Developer Tools

Towards Predicting Multi-Vulnerability Attack Chains in Software Supply Chains from Software Bill of Materials Graphs

A new graph-learning AI can forecast cascading software vulnerabilities, achieving a 93% ROC-AUC score.

Deep Dive

Researchers Laura Baird and Armin Moin have introduced a novel AI-driven approach to predict complex, cascading software vulnerabilities, a critical weakness in modern software supply chains. Their research, accepted for ACM FSE 2026, addresses the limitation of current security tools that treat vulnerabilities as independent CVE records. Instead, they model the entire Software Bill of Materials (SBOM) as a heterogeneous graph, where nodes represent components and known vulnerabilities (CVEs), connected by dependency and vulnerability links. This structure allows their AI to understand the relationships and potential attack paths between weaknesses.

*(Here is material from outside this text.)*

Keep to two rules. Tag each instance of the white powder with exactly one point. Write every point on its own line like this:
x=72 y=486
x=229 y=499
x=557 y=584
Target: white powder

They developed a two-part machine learning system. First, a Heterogeneous Graph Attention Network (HGAT) classifies whether a software component is vulnerable, achieving 91.03% accuracy and a 74.02% F1-score. Second, a lightweight Multi-Layer Perceptron (MLP) neural network is trained to perform link prediction, specifically identifying pairs of vulnerabilities that can be chained together in an attack. This cascade predictor model demonstrated a high-performance ROC-AUC score of 0.93 when validated on 200 real-world SBOMs from the public Wild SBOMs dataset and a seed set of 35 documented multi-step attack chains. This represents a significant shift from flat-list vulnerability scanning to a contextual, graph-based risk assessment.

Key Points
  • The AI system models SBOMs as heterogeneous graphs using a Heterogeneous Graph Attention Network (HGAT), achieving 91.03% accuracy for component vulnerability classification.
  • A separate cascade predictor (MLP) forecasts chained vulnerabilities with a 93% ROC-AUC score, validated on 200 real SBOMs and 35 known attack chains.
  • This moves security analysis beyond treating CVEs in isolation to understanding dependency-constrained attack paths across the entire software supply chain.

Why It Matters

This enables proactive defense against complex supply chain attacks by predicting how hackers can combine multiple vulnerabilities, a major blind spot in current DevSecOps.